Papal visit to Cuba spurs talk of jailed U.S. contractor
March 27th, 2012
By David Ariosto, CNN
Havana, Cuba (CNN) - Pope Benedict XVI traveled to Cuba this week, forging inroads with the Castro government and ultimately helping to bring about the release of a jailed American contractor. At least, that's how Judy Gross would like to see this week's papal visit play out.
"I hope it's very likely," she told CNN's Erin Burnett on Friday.
Her husband, Alan Gross, is in prison outside the Cuban capital on subversion charges. He was arrested on December 3, 2009, for distributing what officials described as sensitive communications equipment to the island's small Jewish community.
"We haven't been told anything, but we've been working with the highest authorities of the church for quite a while now and we're very hopeful that (Pope Benedict) will intervene on Alan's behalf," Judy Gross said.
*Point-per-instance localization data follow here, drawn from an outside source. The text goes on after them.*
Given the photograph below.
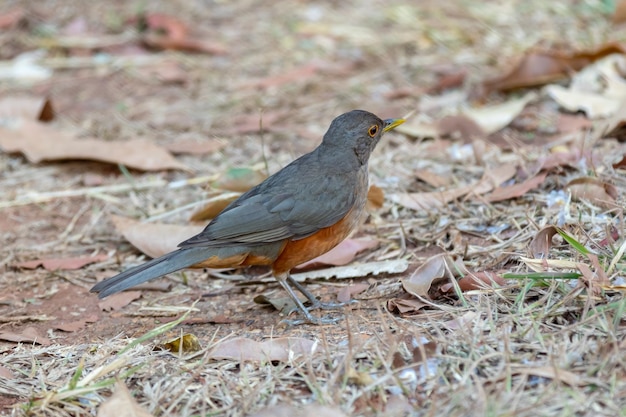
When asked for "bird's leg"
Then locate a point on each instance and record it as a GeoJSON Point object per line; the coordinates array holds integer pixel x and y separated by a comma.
{"type": "Point", "coordinates": [315, 303]}
{"type": "Point", "coordinates": [308, 317]}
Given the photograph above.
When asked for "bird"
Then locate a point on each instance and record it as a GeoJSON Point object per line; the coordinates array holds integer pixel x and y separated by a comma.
{"type": "Point", "coordinates": [297, 214]}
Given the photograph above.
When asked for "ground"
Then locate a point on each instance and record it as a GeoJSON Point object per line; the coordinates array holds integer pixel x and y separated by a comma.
{"type": "Point", "coordinates": [267, 81]}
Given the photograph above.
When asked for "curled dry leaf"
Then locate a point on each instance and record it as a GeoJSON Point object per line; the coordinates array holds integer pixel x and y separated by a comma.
{"type": "Point", "coordinates": [27, 335]}
{"type": "Point", "coordinates": [516, 190]}
{"type": "Point", "coordinates": [593, 190]}
{"type": "Point", "coordinates": [375, 198]}
{"type": "Point", "coordinates": [542, 67]}
{"type": "Point", "coordinates": [41, 142]}
{"type": "Point", "coordinates": [119, 300]}
{"type": "Point", "coordinates": [343, 253]}
{"type": "Point", "coordinates": [213, 206]}
{"type": "Point", "coordinates": [281, 349]}
{"type": "Point", "coordinates": [309, 410]}
{"type": "Point", "coordinates": [121, 404]}
{"type": "Point", "coordinates": [154, 239]}
{"type": "Point", "coordinates": [187, 343]}
{"type": "Point", "coordinates": [55, 264]}
{"type": "Point", "coordinates": [480, 280]}
{"type": "Point", "coordinates": [496, 117]}
{"type": "Point", "coordinates": [420, 281]}
{"type": "Point", "coordinates": [540, 245]}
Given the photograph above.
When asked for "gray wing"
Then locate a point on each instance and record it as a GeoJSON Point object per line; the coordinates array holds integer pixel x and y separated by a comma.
{"type": "Point", "coordinates": [281, 208]}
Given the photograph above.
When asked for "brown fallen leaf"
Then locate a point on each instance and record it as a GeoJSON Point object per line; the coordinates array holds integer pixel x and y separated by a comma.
{"type": "Point", "coordinates": [481, 280]}
{"type": "Point", "coordinates": [55, 264]}
{"type": "Point", "coordinates": [6, 373]}
{"type": "Point", "coordinates": [420, 281]}
{"type": "Point", "coordinates": [187, 343]}
{"type": "Point", "coordinates": [343, 253]}
{"type": "Point", "coordinates": [345, 294]}
{"type": "Point", "coordinates": [540, 246]}
{"type": "Point", "coordinates": [375, 198]}
{"type": "Point", "coordinates": [73, 326]}
{"type": "Point", "coordinates": [27, 335]}
{"type": "Point", "coordinates": [119, 300]}
{"type": "Point", "coordinates": [516, 190]}
{"type": "Point", "coordinates": [154, 239]}
{"type": "Point", "coordinates": [26, 107]}
{"type": "Point", "coordinates": [308, 410]}
{"type": "Point", "coordinates": [593, 190]}
{"type": "Point", "coordinates": [462, 321]}
{"type": "Point", "coordinates": [542, 67]}
{"type": "Point", "coordinates": [213, 206]}
{"type": "Point", "coordinates": [280, 349]}
{"type": "Point", "coordinates": [42, 142]}
{"type": "Point", "coordinates": [195, 146]}
{"type": "Point", "coordinates": [121, 404]}
{"type": "Point", "coordinates": [405, 306]}
{"type": "Point", "coordinates": [238, 179]}
{"type": "Point", "coordinates": [162, 31]}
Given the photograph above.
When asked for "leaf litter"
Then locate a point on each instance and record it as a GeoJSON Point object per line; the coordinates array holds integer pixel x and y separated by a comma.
{"type": "Point", "coordinates": [483, 338]}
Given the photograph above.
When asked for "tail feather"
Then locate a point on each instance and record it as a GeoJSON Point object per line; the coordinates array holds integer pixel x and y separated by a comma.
{"type": "Point", "coordinates": [155, 268]}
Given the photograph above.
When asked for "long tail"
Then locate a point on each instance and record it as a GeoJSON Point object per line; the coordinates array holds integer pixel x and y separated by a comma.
{"type": "Point", "coordinates": [155, 268]}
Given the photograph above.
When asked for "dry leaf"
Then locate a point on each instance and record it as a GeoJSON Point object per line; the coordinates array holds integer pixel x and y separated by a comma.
{"type": "Point", "coordinates": [118, 300]}
{"type": "Point", "coordinates": [238, 179]}
{"type": "Point", "coordinates": [281, 349]}
{"type": "Point", "coordinates": [214, 206]}
{"type": "Point", "coordinates": [28, 335]}
{"type": "Point", "coordinates": [195, 146]}
{"type": "Point", "coordinates": [542, 67]}
{"type": "Point", "coordinates": [432, 179]}
{"type": "Point", "coordinates": [375, 198]}
{"type": "Point", "coordinates": [542, 242]}
{"type": "Point", "coordinates": [167, 32]}
{"type": "Point", "coordinates": [593, 190]}
{"type": "Point", "coordinates": [516, 190]}
{"type": "Point", "coordinates": [480, 280]}
{"type": "Point", "coordinates": [420, 281]}
{"type": "Point", "coordinates": [395, 266]}
{"type": "Point", "coordinates": [462, 321]}
{"type": "Point", "coordinates": [405, 306]}
{"type": "Point", "coordinates": [493, 118]}
{"type": "Point", "coordinates": [308, 410]}
{"type": "Point", "coordinates": [154, 239]}
{"type": "Point", "coordinates": [346, 294]}
{"type": "Point", "coordinates": [55, 264]}
{"type": "Point", "coordinates": [599, 90]}
{"type": "Point", "coordinates": [187, 343]}
{"type": "Point", "coordinates": [343, 253]}
{"type": "Point", "coordinates": [121, 404]}
{"type": "Point", "coordinates": [74, 326]}
{"type": "Point", "coordinates": [41, 142]}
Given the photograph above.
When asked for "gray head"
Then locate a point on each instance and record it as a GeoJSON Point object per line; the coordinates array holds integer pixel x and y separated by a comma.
{"type": "Point", "coordinates": [358, 131]}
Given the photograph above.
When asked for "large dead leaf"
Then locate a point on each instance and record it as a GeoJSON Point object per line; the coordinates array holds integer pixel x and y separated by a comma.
{"type": "Point", "coordinates": [343, 253]}
{"type": "Point", "coordinates": [516, 190]}
{"type": "Point", "coordinates": [154, 239]}
{"type": "Point", "coordinates": [495, 117]}
{"type": "Point", "coordinates": [27, 335]}
{"type": "Point", "coordinates": [542, 67]}
{"type": "Point", "coordinates": [55, 264]}
{"type": "Point", "coordinates": [420, 281]}
{"type": "Point", "coordinates": [598, 90]}
{"type": "Point", "coordinates": [121, 404]}
{"type": "Point", "coordinates": [593, 190]}
{"type": "Point", "coordinates": [542, 242]}
{"type": "Point", "coordinates": [281, 349]}
{"type": "Point", "coordinates": [42, 142]}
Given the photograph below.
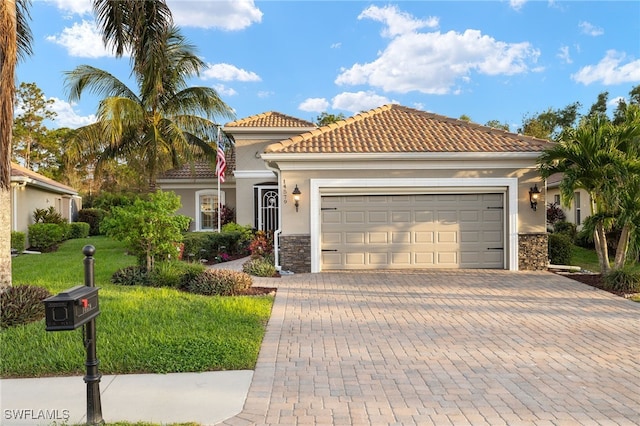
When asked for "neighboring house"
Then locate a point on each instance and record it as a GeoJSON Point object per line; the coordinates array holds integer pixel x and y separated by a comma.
{"type": "Point", "coordinates": [31, 191]}
{"type": "Point", "coordinates": [580, 207]}
{"type": "Point", "coordinates": [391, 188]}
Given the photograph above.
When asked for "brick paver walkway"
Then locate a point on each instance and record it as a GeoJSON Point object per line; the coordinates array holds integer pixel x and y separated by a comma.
{"type": "Point", "coordinates": [446, 347]}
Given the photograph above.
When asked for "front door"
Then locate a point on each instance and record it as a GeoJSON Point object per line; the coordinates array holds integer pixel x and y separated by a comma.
{"type": "Point", "coordinates": [267, 203]}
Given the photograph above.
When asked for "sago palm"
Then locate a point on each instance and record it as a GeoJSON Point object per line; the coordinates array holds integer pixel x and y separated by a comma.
{"type": "Point", "coordinates": [165, 123]}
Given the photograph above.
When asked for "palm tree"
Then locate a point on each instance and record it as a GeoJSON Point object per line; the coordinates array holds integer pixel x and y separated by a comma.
{"type": "Point", "coordinates": [587, 157]}
{"type": "Point", "coordinates": [165, 123]}
{"type": "Point", "coordinates": [604, 160]}
{"type": "Point", "coordinates": [15, 42]}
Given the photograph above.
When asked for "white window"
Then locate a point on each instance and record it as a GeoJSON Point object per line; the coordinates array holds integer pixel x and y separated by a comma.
{"type": "Point", "coordinates": [207, 209]}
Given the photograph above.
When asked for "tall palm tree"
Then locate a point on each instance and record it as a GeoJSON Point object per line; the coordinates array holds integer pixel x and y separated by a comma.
{"type": "Point", "coordinates": [588, 158]}
{"type": "Point", "coordinates": [165, 122]}
{"type": "Point", "coordinates": [15, 42]}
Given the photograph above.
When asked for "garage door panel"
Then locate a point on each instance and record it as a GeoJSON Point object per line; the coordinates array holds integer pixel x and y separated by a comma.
{"type": "Point", "coordinates": [413, 231]}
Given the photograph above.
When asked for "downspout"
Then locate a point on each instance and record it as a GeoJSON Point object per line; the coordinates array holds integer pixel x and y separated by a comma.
{"type": "Point", "coordinates": [277, 232]}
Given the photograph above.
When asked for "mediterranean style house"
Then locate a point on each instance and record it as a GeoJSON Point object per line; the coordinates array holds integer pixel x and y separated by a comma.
{"type": "Point", "coordinates": [31, 191]}
{"type": "Point", "coordinates": [391, 188]}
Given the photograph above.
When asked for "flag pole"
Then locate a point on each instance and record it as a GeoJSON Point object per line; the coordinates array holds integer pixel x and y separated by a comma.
{"type": "Point", "coordinates": [218, 176]}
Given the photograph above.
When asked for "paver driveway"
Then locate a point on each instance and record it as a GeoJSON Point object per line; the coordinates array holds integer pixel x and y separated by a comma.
{"type": "Point", "coordinates": [446, 347]}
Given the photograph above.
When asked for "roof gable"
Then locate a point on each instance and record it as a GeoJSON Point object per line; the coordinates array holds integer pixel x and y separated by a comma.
{"type": "Point", "coordinates": [394, 128]}
{"type": "Point", "coordinates": [270, 119]}
{"type": "Point", "coordinates": [20, 173]}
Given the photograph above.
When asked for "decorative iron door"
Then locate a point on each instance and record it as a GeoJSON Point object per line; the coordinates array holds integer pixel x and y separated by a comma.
{"type": "Point", "coordinates": [267, 207]}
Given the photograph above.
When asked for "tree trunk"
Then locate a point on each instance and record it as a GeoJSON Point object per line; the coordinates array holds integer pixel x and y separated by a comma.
{"type": "Point", "coordinates": [8, 59]}
{"type": "Point", "coordinates": [5, 237]}
{"type": "Point", "coordinates": [622, 248]}
{"type": "Point", "coordinates": [600, 240]}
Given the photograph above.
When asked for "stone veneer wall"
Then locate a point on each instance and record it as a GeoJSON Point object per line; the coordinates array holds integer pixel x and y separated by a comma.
{"type": "Point", "coordinates": [533, 252]}
{"type": "Point", "coordinates": [295, 253]}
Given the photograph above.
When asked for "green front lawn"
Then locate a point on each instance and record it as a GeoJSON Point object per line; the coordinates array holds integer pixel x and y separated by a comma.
{"type": "Point", "coordinates": [139, 330]}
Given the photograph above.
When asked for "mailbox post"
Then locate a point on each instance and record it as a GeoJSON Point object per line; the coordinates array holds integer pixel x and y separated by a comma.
{"type": "Point", "coordinates": [92, 378]}
{"type": "Point", "coordinates": [75, 307]}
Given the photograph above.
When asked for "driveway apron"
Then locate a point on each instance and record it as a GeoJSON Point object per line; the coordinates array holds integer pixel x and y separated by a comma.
{"type": "Point", "coordinates": [445, 347]}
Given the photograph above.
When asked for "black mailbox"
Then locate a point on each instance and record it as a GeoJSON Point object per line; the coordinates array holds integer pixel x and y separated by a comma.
{"type": "Point", "coordinates": [71, 308]}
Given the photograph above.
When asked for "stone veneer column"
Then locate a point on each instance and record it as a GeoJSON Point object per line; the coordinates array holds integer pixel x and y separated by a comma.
{"type": "Point", "coordinates": [295, 253]}
{"type": "Point", "coordinates": [533, 252]}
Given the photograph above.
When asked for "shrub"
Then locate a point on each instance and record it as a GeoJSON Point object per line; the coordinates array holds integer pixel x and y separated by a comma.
{"type": "Point", "coordinates": [219, 282]}
{"type": "Point", "coordinates": [93, 217]}
{"type": "Point", "coordinates": [262, 244]}
{"type": "Point", "coordinates": [624, 280]}
{"type": "Point", "coordinates": [559, 249]}
{"type": "Point", "coordinates": [45, 236]}
{"type": "Point", "coordinates": [131, 275]}
{"type": "Point", "coordinates": [22, 305]}
{"type": "Point", "coordinates": [174, 274]}
{"type": "Point", "coordinates": [567, 228]}
{"type": "Point", "coordinates": [259, 267]}
{"type": "Point", "coordinates": [78, 230]}
{"type": "Point", "coordinates": [49, 215]}
{"type": "Point", "coordinates": [18, 240]}
{"type": "Point", "coordinates": [150, 229]}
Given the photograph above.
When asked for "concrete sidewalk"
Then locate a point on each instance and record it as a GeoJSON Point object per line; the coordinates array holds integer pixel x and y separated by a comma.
{"type": "Point", "coordinates": [205, 398]}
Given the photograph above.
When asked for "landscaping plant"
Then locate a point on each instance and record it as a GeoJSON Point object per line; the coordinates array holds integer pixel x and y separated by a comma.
{"type": "Point", "coordinates": [150, 229]}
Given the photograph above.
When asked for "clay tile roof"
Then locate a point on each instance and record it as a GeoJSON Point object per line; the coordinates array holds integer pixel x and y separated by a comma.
{"type": "Point", "coordinates": [394, 128]}
{"type": "Point", "coordinates": [270, 119]}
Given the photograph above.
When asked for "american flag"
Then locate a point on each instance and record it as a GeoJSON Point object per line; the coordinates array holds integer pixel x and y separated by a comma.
{"type": "Point", "coordinates": [221, 164]}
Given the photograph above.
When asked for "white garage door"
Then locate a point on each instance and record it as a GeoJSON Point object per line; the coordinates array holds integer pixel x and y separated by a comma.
{"type": "Point", "coordinates": [412, 231]}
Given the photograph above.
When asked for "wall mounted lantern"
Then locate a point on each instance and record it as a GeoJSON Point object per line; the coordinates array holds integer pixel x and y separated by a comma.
{"type": "Point", "coordinates": [296, 197]}
{"type": "Point", "coordinates": [534, 194]}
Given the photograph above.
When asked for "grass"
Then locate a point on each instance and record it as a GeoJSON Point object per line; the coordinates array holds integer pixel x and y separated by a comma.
{"type": "Point", "coordinates": [139, 330]}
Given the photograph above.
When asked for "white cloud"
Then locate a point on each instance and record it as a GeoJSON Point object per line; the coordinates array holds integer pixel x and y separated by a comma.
{"type": "Point", "coordinates": [228, 72]}
{"type": "Point", "coordinates": [228, 15]}
{"type": "Point", "coordinates": [610, 70]}
{"type": "Point", "coordinates": [517, 4]}
{"type": "Point", "coordinates": [314, 105]}
{"type": "Point", "coordinates": [396, 22]}
{"type": "Point", "coordinates": [81, 40]}
{"type": "Point", "coordinates": [615, 101]}
{"type": "Point", "coordinates": [590, 29]}
{"type": "Point", "coordinates": [67, 117]}
{"type": "Point", "coordinates": [223, 90]}
{"type": "Point", "coordinates": [564, 55]}
{"type": "Point", "coordinates": [77, 7]}
{"type": "Point", "coordinates": [432, 62]}
{"type": "Point", "coordinates": [359, 101]}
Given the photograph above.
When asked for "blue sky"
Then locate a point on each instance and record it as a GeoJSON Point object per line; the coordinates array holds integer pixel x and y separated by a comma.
{"type": "Point", "coordinates": [489, 60]}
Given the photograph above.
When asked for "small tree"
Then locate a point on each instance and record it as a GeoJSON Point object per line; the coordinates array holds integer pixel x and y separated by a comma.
{"type": "Point", "coordinates": [150, 228]}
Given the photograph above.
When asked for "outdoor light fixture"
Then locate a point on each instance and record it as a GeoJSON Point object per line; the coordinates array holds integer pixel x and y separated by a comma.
{"type": "Point", "coordinates": [534, 194]}
{"type": "Point", "coordinates": [296, 197]}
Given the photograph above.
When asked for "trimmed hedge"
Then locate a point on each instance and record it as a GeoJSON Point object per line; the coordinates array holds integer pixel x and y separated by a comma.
{"type": "Point", "coordinates": [219, 282]}
{"type": "Point", "coordinates": [78, 230]}
{"type": "Point", "coordinates": [18, 240]}
{"type": "Point", "coordinates": [93, 217]}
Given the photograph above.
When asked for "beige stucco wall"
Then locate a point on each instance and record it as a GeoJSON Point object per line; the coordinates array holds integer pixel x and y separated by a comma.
{"type": "Point", "coordinates": [570, 211]}
{"type": "Point", "coordinates": [26, 199]}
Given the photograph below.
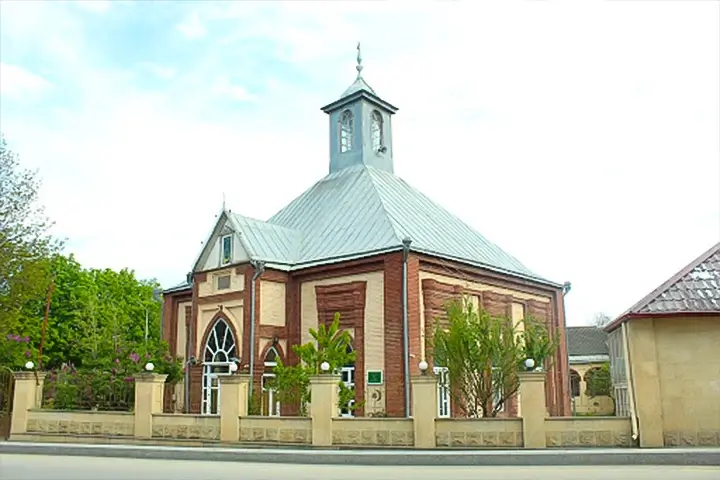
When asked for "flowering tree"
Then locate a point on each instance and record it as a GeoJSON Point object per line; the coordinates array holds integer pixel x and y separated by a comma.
{"type": "Point", "coordinates": [15, 351]}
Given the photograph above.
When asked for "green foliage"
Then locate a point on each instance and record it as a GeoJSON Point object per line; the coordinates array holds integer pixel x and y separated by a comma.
{"type": "Point", "coordinates": [15, 351]}
{"type": "Point", "coordinates": [93, 314]}
{"type": "Point", "coordinates": [483, 355]}
{"type": "Point", "coordinates": [330, 344]}
{"type": "Point", "coordinates": [25, 244]}
{"type": "Point", "coordinates": [598, 381]}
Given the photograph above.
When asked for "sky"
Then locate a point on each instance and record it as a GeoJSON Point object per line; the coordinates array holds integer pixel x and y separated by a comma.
{"type": "Point", "coordinates": [581, 137]}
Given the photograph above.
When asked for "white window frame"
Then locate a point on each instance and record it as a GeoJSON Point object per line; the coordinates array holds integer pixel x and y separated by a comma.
{"type": "Point", "coordinates": [349, 372]}
{"type": "Point", "coordinates": [213, 369]}
{"type": "Point", "coordinates": [346, 131]}
{"type": "Point", "coordinates": [376, 130]}
{"type": "Point", "coordinates": [223, 261]}
{"type": "Point", "coordinates": [273, 405]}
{"type": "Point", "coordinates": [443, 392]}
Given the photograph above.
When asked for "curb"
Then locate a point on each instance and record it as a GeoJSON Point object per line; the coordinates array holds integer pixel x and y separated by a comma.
{"type": "Point", "coordinates": [676, 457]}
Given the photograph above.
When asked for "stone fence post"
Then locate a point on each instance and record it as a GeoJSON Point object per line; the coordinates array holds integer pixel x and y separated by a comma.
{"type": "Point", "coordinates": [424, 410]}
{"type": "Point", "coordinates": [533, 409]}
{"type": "Point", "coordinates": [26, 396]}
{"type": "Point", "coordinates": [323, 407]}
{"type": "Point", "coordinates": [149, 393]}
{"type": "Point", "coordinates": [234, 396]}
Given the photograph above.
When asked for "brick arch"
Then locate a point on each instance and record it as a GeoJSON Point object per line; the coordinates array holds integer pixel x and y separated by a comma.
{"type": "Point", "coordinates": [278, 348]}
{"type": "Point", "coordinates": [220, 315]}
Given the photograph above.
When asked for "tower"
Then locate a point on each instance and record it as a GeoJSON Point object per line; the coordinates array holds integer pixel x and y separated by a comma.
{"type": "Point", "coordinates": [360, 127]}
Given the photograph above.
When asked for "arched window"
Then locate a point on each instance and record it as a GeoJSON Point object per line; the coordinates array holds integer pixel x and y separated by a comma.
{"type": "Point", "coordinates": [270, 404]}
{"type": "Point", "coordinates": [220, 347]}
{"type": "Point", "coordinates": [574, 383]}
{"type": "Point", "coordinates": [376, 129]}
{"type": "Point", "coordinates": [220, 352]}
{"type": "Point", "coordinates": [346, 131]}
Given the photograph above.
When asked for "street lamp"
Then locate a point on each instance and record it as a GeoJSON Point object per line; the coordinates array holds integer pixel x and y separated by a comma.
{"type": "Point", "coordinates": [423, 366]}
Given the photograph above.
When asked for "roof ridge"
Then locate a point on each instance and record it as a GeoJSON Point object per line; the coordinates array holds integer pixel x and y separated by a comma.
{"type": "Point", "coordinates": [649, 298]}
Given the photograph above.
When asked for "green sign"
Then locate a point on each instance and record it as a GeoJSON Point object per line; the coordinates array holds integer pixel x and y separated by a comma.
{"type": "Point", "coordinates": [374, 377]}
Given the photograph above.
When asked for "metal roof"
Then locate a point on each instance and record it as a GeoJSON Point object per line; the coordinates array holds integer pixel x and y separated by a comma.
{"type": "Point", "coordinates": [586, 341]}
{"type": "Point", "coordinates": [694, 289]}
{"type": "Point", "coordinates": [360, 211]}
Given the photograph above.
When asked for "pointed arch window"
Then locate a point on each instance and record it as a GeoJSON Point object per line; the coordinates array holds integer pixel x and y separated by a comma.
{"type": "Point", "coordinates": [346, 131]}
{"type": "Point", "coordinates": [376, 130]}
{"type": "Point", "coordinates": [270, 404]}
{"type": "Point", "coordinates": [220, 352]}
{"type": "Point", "coordinates": [220, 347]}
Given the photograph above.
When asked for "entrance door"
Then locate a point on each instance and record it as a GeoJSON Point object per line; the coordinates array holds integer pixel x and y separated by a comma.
{"type": "Point", "coordinates": [211, 386]}
{"type": "Point", "coordinates": [7, 382]}
{"type": "Point", "coordinates": [443, 389]}
{"type": "Point", "coordinates": [348, 378]}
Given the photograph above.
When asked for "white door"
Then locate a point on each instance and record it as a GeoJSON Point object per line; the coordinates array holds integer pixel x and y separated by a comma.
{"type": "Point", "coordinates": [348, 378]}
{"type": "Point", "coordinates": [443, 392]}
{"type": "Point", "coordinates": [270, 405]}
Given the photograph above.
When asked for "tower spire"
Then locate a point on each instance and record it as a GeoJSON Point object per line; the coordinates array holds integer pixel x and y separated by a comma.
{"type": "Point", "coordinates": [359, 66]}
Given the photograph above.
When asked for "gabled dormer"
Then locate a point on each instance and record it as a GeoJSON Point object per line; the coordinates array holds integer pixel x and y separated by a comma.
{"type": "Point", "coordinates": [360, 127]}
{"type": "Point", "coordinates": [223, 247]}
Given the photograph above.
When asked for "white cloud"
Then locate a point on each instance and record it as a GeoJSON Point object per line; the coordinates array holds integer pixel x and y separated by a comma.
{"type": "Point", "coordinates": [192, 28]}
{"type": "Point", "coordinates": [19, 83]}
{"type": "Point", "coordinates": [97, 6]}
{"type": "Point", "coordinates": [580, 137]}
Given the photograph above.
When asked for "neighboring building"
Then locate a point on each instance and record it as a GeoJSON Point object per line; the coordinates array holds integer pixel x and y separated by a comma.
{"type": "Point", "coordinates": [670, 381]}
{"type": "Point", "coordinates": [587, 352]}
{"type": "Point", "coordinates": [364, 243]}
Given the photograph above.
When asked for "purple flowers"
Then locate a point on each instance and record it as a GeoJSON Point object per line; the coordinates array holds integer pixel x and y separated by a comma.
{"type": "Point", "coordinates": [18, 338]}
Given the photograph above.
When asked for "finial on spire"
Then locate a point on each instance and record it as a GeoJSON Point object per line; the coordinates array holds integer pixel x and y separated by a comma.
{"type": "Point", "coordinates": [359, 66]}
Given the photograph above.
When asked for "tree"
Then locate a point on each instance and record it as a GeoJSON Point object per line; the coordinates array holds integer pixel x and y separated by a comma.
{"type": "Point", "coordinates": [483, 355]}
{"type": "Point", "coordinates": [601, 319]}
{"type": "Point", "coordinates": [25, 242]}
{"type": "Point", "coordinates": [330, 344]}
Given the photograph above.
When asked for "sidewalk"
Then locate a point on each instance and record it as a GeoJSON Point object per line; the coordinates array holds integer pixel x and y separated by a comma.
{"type": "Point", "coordinates": [674, 456]}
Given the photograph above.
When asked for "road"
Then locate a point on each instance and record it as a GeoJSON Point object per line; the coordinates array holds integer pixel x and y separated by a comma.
{"type": "Point", "coordinates": [36, 467]}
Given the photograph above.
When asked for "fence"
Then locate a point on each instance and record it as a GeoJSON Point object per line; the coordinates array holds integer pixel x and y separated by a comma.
{"type": "Point", "coordinates": [148, 423]}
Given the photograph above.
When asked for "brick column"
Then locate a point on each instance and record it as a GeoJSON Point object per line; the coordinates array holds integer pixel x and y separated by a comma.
{"type": "Point", "coordinates": [532, 406]}
{"type": "Point", "coordinates": [25, 397]}
{"type": "Point", "coordinates": [323, 407]}
{"type": "Point", "coordinates": [424, 410]}
{"type": "Point", "coordinates": [234, 393]}
{"type": "Point", "coordinates": [149, 392]}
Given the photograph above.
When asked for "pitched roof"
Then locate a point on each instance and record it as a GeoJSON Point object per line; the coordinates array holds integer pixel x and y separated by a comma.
{"type": "Point", "coordinates": [586, 341]}
{"type": "Point", "coordinates": [361, 211]}
{"type": "Point", "coordinates": [694, 289]}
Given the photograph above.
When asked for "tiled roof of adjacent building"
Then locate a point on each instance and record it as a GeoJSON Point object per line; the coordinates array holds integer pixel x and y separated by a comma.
{"type": "Point", "coordinates": [360, 211]}
{"type": "Point", "coordinates": [586, 341]}
{"type": "Point", "coordinates": [694, 289]}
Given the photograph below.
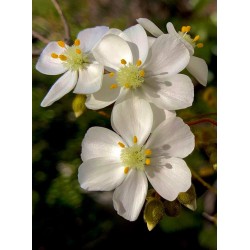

The veteran development worker was detained after traveling to Cuba illegally on a tourist visa while working for a Maryland-based U.S. subcontractor. The firm, Development Alternatives Inc., had secured a federal contract in 2008 as part of an initiative called the Cuba Democracy and Contingency Planning Program.
Gross was involved in the project , which helped "implement activities in support of the rule of law and human rights, political competition, and consensus building, and to strengthen civil society in support of just and democratic governance in Cuba," according to a statement from DAI President and CEO Jim Boomgard at the time of Gross' arrest.
Cuba is one of only a handful of places - including Iran and Myanmar - where the United States funds democracy-building initiatives without the host country's permission.
"I'm sure (Pope Benedict) has been approached by high levels of U.S. government to intercede on his behalf," said Lexington Institute Cuba analyst Phil Peters. "But whether that will have any effect, it's hard to say."
In 1998, Pope John Paul II came to Cuba with a few requests, including an appeal to Fidel Castro to free some of the island's political prisoners.
Fourteen years later, despite a much different Cuba and a much different pope, there is still speculation of a similar request.
"It's not really Benedict's style to come in with specific negotiating points," said CNN Senior Vatican analyst John Allen.
Observers say that kind of hard-nosed back and forth with the government, should it happen at all, would instead be more likely to fall on the shoulders of Cardinal Tarcisio Bertone, the Vatican's secretary of state.
And yet the priorities Bertone is expected to focus on are largely geared more toward opening church access to state television and the administering of religious schools.
"Generally, (Pope Benedict) is going there to give the church more breathing room," said Allen.
Though the country recently released thousands of prisoners on humanitarian grounds ahead of Benedict's arrival, Gross, who is serving a 15-year sentence, was not among them, despite reports of his worsening health.
Observers said it is unlikely Benedict will comment publicly on Gross' imprisonment, which has largely become a symbol of the intractability of U.S.-Cuba relations and a sticking point for American diplomats.
Frozen for more than half a century, relations between the two nations exhibited small signs of a warming after the 2008 election of President Barack Obama. But State Department officials have said the Gross case remains a major impediment to further negotiations.
A widely reported 18-page Cuban court decision, acquired and published by Cafe Fuerte, a U.S.-based news blog that focuses on Cuba, indicated that Gross had sought to avoid detection from Cuban authorities and used tourists to carry in sophisticated satellite equipment and other communications gear.
CNN cannot independently confirm the authenticity of the court decision and the Cuban government has declined to comment, though it has also not denied its accuracy.
Gross' attorney, Peter Khan, was not immediately available for comment, but has maintained that his client acted innocently and was not involved in subversive activities.
Cuba does not permit such technologies to be brought into the country without permission.
Judy Gross, meanwhile, is hoping that this week's papal visit might help bring her husband home.
"I'm very lonely," she said Friday, saying that her husband's third year in detention has left her with "a lot of anger."
"I miss Alan's companionship so much."
Their attorney has petitioned Cuban President Raul Castro, who took the reigns from his ailing brother, Fidel, in 2006, to allow Gross to be released for two weeks so he can visit his ailing mother.
The apparent quid pro quo request came after a U.S. court released on probation Rene Gonzalez, a Cuban national who spent 13 years behind bars for spying on U.S. military installations and Cuban exile groups.
Gonzalez is a member of the so-called "Cuban Five," a group of Cuban men convicted in the United States on espionage charges. Cuba lauds the men as heroes, plastering their faces on billboards across the island.
Gonzalez, who had been unable to leave the United States as part of the terms of his release, was recently granted a temporary return home to visit an ailing family member, lending credence to the view that the United States could be exploring whether a potential prisoner swap might be possible for Gross.